Some studies since have shown why. “White mock jurors are more likely to be biased by a defendant’s race in cases in which race remains a silent background issue at trial than in cases in which the nature of the trial emphasizes race as an important issue,” Tufts University jury expert Samuel Sommers says about his research using mock juries.

In 2001, the Minnesota Supreme Court issued the results of its task force looking at updating rules to reflect the growing diversity of Minnesota. It concluded jury compensation should be raised, potential jurors should be allowed only one excuse not to serve, and jury terms shortened.

There wasn’t a lot the task force could do about one aspect of jury makeup, however: the challenges to a juror that attorneys use when selecting a jury after voir dire, the questioning and examination of the potential juror. It said attorneys can’t base it on race, which, of course, everyone already knew since the U.S. Supreme Court had said so long ago.

Here’s the problem: It’s nearly impossible to prove an attorney is doing that.

To comply with the U.S. Supreme Court guideline for striking a jury pool member from a jury, all an attorney has to do is state a non-discriminatory reason for doing so.

That earned the scorn in 2002 of William Martin and Peter Thompson — then professors at Hamline Law School — who described the means by which courts can tolerate racism in jury selection.

A prime example of the nonsense that passes as equal justice in the Minnesota court system is found in State v. Gaitan. In Gaitan, the prosecutor excused the only person of color in the jury venire. When challenged, the prosecutor stated that the juror was excused because of lack of education and difficulty understanding some terms. The trial judge who presided over the voir dire disagreed and sustained the Batson objection reinstating the juror.

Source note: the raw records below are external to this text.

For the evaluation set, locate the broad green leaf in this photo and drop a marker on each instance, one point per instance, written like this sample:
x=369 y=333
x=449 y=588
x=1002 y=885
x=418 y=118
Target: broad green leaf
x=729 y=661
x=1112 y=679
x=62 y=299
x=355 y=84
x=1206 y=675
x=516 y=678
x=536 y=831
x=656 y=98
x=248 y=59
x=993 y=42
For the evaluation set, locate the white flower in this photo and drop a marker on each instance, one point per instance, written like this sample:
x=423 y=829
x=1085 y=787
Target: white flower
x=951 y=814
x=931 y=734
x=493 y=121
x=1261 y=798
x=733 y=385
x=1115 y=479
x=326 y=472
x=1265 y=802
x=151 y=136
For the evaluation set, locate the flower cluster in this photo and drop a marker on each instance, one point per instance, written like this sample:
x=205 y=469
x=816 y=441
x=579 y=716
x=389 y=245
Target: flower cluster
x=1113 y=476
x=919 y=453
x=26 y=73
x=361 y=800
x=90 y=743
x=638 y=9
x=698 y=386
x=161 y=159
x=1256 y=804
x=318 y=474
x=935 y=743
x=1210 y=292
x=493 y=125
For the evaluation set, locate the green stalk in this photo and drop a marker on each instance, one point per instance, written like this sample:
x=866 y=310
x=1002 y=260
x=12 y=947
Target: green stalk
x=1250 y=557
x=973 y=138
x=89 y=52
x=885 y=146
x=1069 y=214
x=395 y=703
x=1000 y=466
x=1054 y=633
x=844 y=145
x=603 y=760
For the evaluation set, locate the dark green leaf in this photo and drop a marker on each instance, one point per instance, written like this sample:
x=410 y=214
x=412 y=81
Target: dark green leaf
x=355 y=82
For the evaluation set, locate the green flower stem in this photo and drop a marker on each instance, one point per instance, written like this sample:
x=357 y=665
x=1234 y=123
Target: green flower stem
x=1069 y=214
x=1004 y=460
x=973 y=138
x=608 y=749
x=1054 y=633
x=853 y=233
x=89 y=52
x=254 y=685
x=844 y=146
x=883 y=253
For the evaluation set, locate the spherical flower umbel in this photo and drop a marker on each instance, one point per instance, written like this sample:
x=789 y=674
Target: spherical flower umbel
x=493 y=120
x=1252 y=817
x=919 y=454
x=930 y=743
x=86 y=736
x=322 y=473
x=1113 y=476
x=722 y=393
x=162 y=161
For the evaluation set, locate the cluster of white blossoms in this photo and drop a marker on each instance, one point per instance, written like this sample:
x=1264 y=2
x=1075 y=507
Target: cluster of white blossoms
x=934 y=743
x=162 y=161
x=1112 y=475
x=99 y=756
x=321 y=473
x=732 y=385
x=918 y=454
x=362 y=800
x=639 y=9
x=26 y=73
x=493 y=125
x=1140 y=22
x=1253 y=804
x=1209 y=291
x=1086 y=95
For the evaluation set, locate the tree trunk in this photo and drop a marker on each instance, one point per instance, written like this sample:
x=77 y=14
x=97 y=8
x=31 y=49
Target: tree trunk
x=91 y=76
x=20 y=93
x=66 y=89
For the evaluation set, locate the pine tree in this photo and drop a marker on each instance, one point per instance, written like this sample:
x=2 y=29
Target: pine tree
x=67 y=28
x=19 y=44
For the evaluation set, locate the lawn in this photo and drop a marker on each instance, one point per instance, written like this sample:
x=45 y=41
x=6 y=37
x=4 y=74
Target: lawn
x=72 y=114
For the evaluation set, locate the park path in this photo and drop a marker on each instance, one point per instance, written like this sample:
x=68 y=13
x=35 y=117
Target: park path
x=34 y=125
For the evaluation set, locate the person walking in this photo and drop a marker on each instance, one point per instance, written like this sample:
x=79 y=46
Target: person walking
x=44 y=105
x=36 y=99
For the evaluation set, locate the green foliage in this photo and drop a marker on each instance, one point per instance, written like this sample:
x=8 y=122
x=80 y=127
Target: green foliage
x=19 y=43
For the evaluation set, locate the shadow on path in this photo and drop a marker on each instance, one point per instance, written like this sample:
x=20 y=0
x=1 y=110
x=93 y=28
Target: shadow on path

The trial judge, however, allowed the prosecutor to research the issue overnight. The next morning, the prosecutor returned with two additional “race- neutral” explanations and additional elaboration for its previously rejected argument. The trial judge then changed its ruling and denied the Batson objection. The supreme court affirmed the ruling.

If the stated reasons for excluding a person of color do not work, the prosecutor now can spend the night researching the laundry list of acceptable reasons until coming up with one that does work. Certainly, most venirepersons of color would fit some acceptable category.

In that 1995 Minnesota Supreme Court case, then-Justice Alan Page was one of two justices who dissented, saying he feared for what it would mean in the future.

The decision “allows prosecutors to engage in mischief that will interfere with the achievement of the goal of identifying their genuine reasons for exercising peremptory strikes,” Page said.

These are the sorts of questions that get asked long after juries have done their work, of course, and we’re nowhere near that now with a trial that hasn’t even started yet.

For now, the main question is whether there are enough people disconnected from the publicity the case has generated since last summer who haven’t formed an opinion?